13. Mafalda images are spread throughout the city, painted on newspaper stands, in the Catedral underground station, on stencils. There is even a park dedicated to her in the Colegiales neighbourhood in the Northern part of town.
14. You go out at 2 am only to find out you’re way early.
15. Bookstores are open longer hours than supermarkets.
16. Any given moment, there are at least ten free concerts, exhibitions, or cultural events to choose from.
17. A satellite view of the city shows barbecues on the top of most buildings.
18. You can go partying on a Monday. And on any other day of the week, for that matter.
19. January means one thing: power cuts.
20. Your city has a riverfront where you can take a walk, go running, or skateboarding, and enjoy the breeze. Yet you totally ignore it.
21. Every third week or so, the city grinds to a halt due to one of the 33 public holidays in Argentina.
22. There is an area in your city where every second person you encounter is an Orthodox Jew.
23. You have three cultural centres organizing classes in everything from theatre to flamenco dancing within three blocks from your home.
24. There are shortages of random products (think tampons and flour) every once in a while in supermarkets. And on each occasion, an informal market for the product appears spontaneously.
25. All your friends, colleagues, and acquaintances have at least one experience of going to the psychologist and openly talk about it in a casual conversation.
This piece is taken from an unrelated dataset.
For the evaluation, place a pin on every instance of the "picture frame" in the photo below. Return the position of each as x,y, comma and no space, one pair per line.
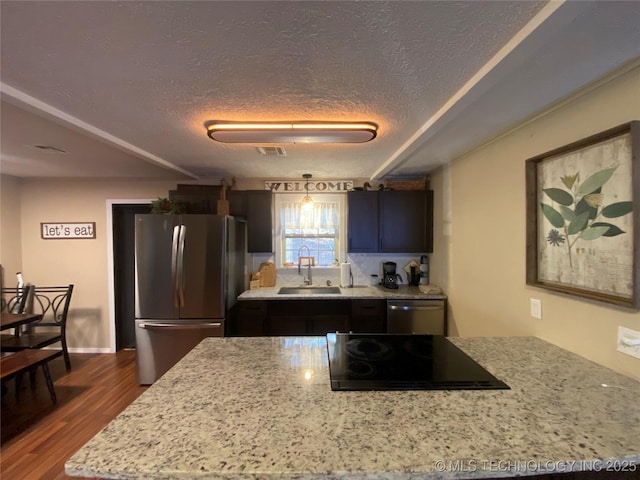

26. The kids in your neighbourhood are rehearsing every Saturday for next year’s murga.
27. Shops selling fresh homemade pasta are a common sight. And you’re not in Italy.
28. You step into invisible puddles — big tiles on the sidewalk that often are not well cemented to the ground, so water gathers in the space underneath the tile whenever it’s raining. You don’t notice it at all – until you step on one of the loose tiles.